Classic Species of Coffee

It will come as no surprise to coffee lovers that 99% of the world’s coffee production comes from only two species of coffee plant: Arabica and Robusta. What fewer people know is that these two varieties both belong to the Rubiaceae family, which includes the Coffea Genus (Arabica and Robusta come from Coffea Arabica and Coffea Canephora, respectively). Arabica and Canephora (or Robusta) are therefore only two of the nearly 70 species of coffee plant.

Introducing the New Coffee Species: Coffea Stenophylla

A recent study by researchers from the Royal Botanic Gardens in Kew, England, and CIRAD (the French Agricultural Research Centre for International Development) in Montpellier, France, has drawn attention to Coffea Stenophylla, a species that grows wild in West Africa. Also known as Highland Coffee, Coffea Stenophylla is not strictly speaking a ‘new variety’ of coffee. This species tends to be found in Ivory Coast, Sierra Leone and Guinea. Historically, it even played a role in the development of the Robusta coffee beans that we know today. However, these days Coffea Stenophylla is not cultivated for commercial purposes and can only be found growing in the wild.

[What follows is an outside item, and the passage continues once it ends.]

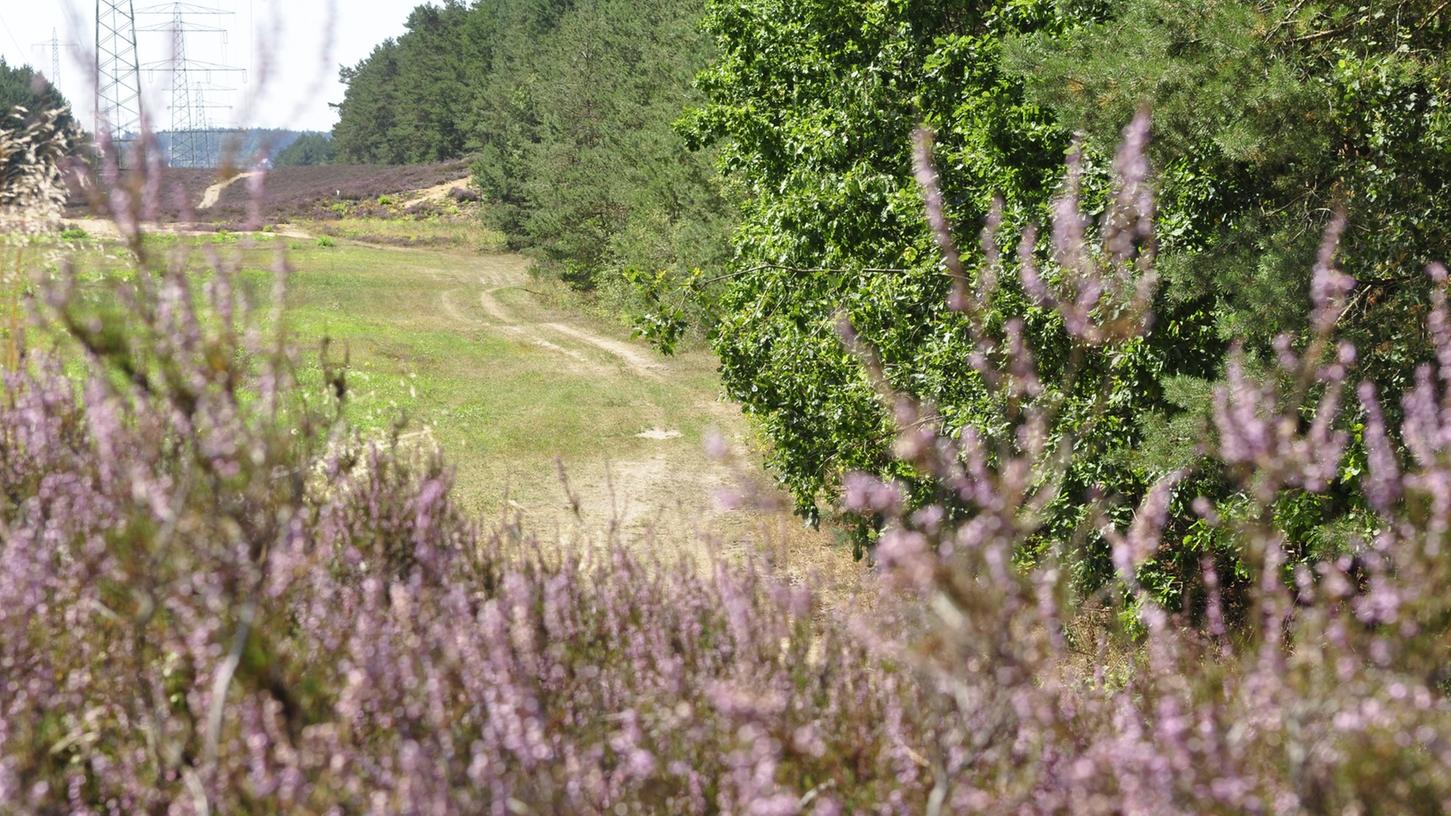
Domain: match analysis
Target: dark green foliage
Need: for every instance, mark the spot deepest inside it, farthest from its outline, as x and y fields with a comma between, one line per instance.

The benefits of this variety

Why All the Fuss?

For a number of years now, coffee crops ­– of Arabica, above all – have been under threat. This is because of global warming and plant diseases such as rust. A study by the Climate Institute of Australia even predicts a 50% fall-off in the production of Arabica beans by 2050. Faced with this impending disaster, a European consortium has launched a research project to find more resistant coffee species. Research into the bean reserves presented by different coffee plants resulted in the identification of Coffea Stenophylla. It grows at temperatures that are 2°C warmer than Robusta and 6°C warmer than Arabica. In order to assess its flavour qualities, a blind taste test was organised last December. Coffea Stenophylla was found to present ‘a flavour comparable to that of high-quality Arabica’ with additional notes of jasmine and elderflower.

Long-term Benefits

Right now, we drink mainly Arabica and Robusta coffee. The former is more highly sought after, thanks to its finer and more subtle flavour qualities. However, it is also more difficult to grow as it requires somewhat precise climatic and geographical conditions. Robusta, in comparison, is relatively easy to grow. It is more resistant to disease, grows at lower altitudes and is less sensitive to heat. Unfortunately, it is generally agreed that Robusta coffee does not taste as good as Arabica. In the future, Coffea Stenophylla could offer genuine competition to these two varieties and potentially overtake them on the market, because of both its superior flavour (in comparison with Robusta) and its higher tolerance of climatic conditions (in comparison with Arabica).

The taste of the future

This species could ensure the future of high-quality coffee,’ says Aaron Davis, Head of Coffee Research at the Royal Botanic Gardens. ‘Future-proofing the coffee supply chain to deal with climate change is vital.’ At the time of writing, the findings from the study have not yet been tested in the field. In 2021, CIRAD will conduct experiments looking into the adaptation of these coffee plants in Sierra Leone. So don’t expect to get the chance to taste this new coffee variety just yet! There will be a short wait – around five to seven years – before it becomes available, first in small quantities and then, if all goes to plan, on the wider market!